Figure 1. Box plot representation of Delhi (a) and Kolkata (b) NO2, NOx, SO2, O3, PM2.5, and PM10.
Table 1. Functional Data Analysis outlier results from the collected dataset (Delhi and Kolkata).
Figure 2. Functional representation of data (left) and functional outlier (right) [a-x] for Delhi and Kolkata NO2, NOx, SO2, O3, PM2.5, and PM10. The black dot curve represents the outlier.
4. Conclusion
Due to the environment’s ongoing changes and unpredictable nature, and because contaminants vary in location and time, forecasting air quality is a tough task. Continuous air quality monitoring and research are required, particularly in developing countries, due to the harmful effects of air pollution on people, animals, plants, historical sites, the climate, and the environment. Nevertheless, researchers have shown little interest in AQI prediction for India. A traditional approach and a functional technique that consider data as functions are employed in this study endeavour. Compared to the vector technique that examines means and cannot take into account temporal fluctuations, the functional strategy has the benefit of allowing more details to be obtained from the data. Functional Data Analysis, which offers significant benefits over conventional methods in the detection of particular variability if data differ from a normal distribution, may be used to discover outliers in non-normal data sets. To assess the quality of the air in metropolitan areas, outlier identification using functional data analysis might be utilized. Pollutant emissions often rise along with economic and population expansion and fall during economic contractions. In this study, a novel approach for detecting outliers in the collection of gas emissions was devised. While other cities with comparable or dissimilar sources of pollution can use these strategies, it is always important to consider the unique characteristics of each place.
Funding
This work was supported by the National Natural Science Foundation of China (Grant Number 11801019) and Beijing Natural Science Foundation (Grant Number Z190021).

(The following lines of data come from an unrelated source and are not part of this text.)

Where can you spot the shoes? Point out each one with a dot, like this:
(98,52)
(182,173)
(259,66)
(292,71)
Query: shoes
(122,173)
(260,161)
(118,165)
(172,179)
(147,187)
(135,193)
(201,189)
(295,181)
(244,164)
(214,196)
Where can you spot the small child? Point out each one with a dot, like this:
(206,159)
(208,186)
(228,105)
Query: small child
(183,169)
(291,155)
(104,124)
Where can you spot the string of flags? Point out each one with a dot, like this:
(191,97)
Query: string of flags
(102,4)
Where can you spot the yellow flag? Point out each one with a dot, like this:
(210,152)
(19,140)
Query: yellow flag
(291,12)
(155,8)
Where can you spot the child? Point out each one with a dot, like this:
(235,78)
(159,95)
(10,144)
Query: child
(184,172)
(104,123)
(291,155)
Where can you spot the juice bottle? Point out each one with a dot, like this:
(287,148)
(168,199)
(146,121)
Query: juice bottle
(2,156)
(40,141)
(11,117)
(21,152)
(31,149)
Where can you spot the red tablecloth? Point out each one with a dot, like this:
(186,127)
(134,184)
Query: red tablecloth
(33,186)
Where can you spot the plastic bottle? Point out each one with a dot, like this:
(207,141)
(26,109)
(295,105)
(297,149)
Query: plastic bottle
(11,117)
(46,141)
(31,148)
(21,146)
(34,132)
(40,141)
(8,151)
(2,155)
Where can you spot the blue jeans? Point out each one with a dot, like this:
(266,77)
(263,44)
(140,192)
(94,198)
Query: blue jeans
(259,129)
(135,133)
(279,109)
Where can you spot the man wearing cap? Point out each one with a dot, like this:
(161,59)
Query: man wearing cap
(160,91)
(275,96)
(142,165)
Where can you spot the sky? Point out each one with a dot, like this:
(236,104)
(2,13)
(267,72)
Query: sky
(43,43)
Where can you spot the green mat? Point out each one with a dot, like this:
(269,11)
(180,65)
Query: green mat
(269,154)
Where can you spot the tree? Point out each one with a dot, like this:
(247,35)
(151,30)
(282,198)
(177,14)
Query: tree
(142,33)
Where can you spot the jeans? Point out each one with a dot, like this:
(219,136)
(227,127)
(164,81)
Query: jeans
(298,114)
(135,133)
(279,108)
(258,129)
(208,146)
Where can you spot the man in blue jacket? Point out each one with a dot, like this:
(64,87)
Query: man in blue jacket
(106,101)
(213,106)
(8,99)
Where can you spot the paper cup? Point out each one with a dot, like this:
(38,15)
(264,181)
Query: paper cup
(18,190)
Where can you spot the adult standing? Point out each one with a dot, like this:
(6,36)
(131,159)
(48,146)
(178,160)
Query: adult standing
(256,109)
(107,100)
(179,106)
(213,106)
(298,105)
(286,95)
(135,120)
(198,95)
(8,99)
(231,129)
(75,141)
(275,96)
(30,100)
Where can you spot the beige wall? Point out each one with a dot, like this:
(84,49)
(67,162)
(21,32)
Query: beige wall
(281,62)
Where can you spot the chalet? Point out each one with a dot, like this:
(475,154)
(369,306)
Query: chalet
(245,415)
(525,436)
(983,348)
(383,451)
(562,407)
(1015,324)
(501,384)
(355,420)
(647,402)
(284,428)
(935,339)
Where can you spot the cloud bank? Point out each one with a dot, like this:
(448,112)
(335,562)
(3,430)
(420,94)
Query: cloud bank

Data Availability Statement
The data has been made publicly available by the Central Pollution Control Board: https://cpcb.nic.in/ which is the official portal of Government of India. They also have a real-time monitoring app: https://app.cpcbccr.com/AQI_India/.
Acknowledgements
The authors would like to thank the editor as well as the reviewers for their many insightful and helpful comments and suggestions that greatly helped the paper. I would like to convey my heartfelt gratitude to Weihu Cheng for his insightful and helpful advice during the inception and implementation of this research project. The excellent efforts and support of Mohammad Nuruzzama and Zhao Xu were likewise greatly appreciated.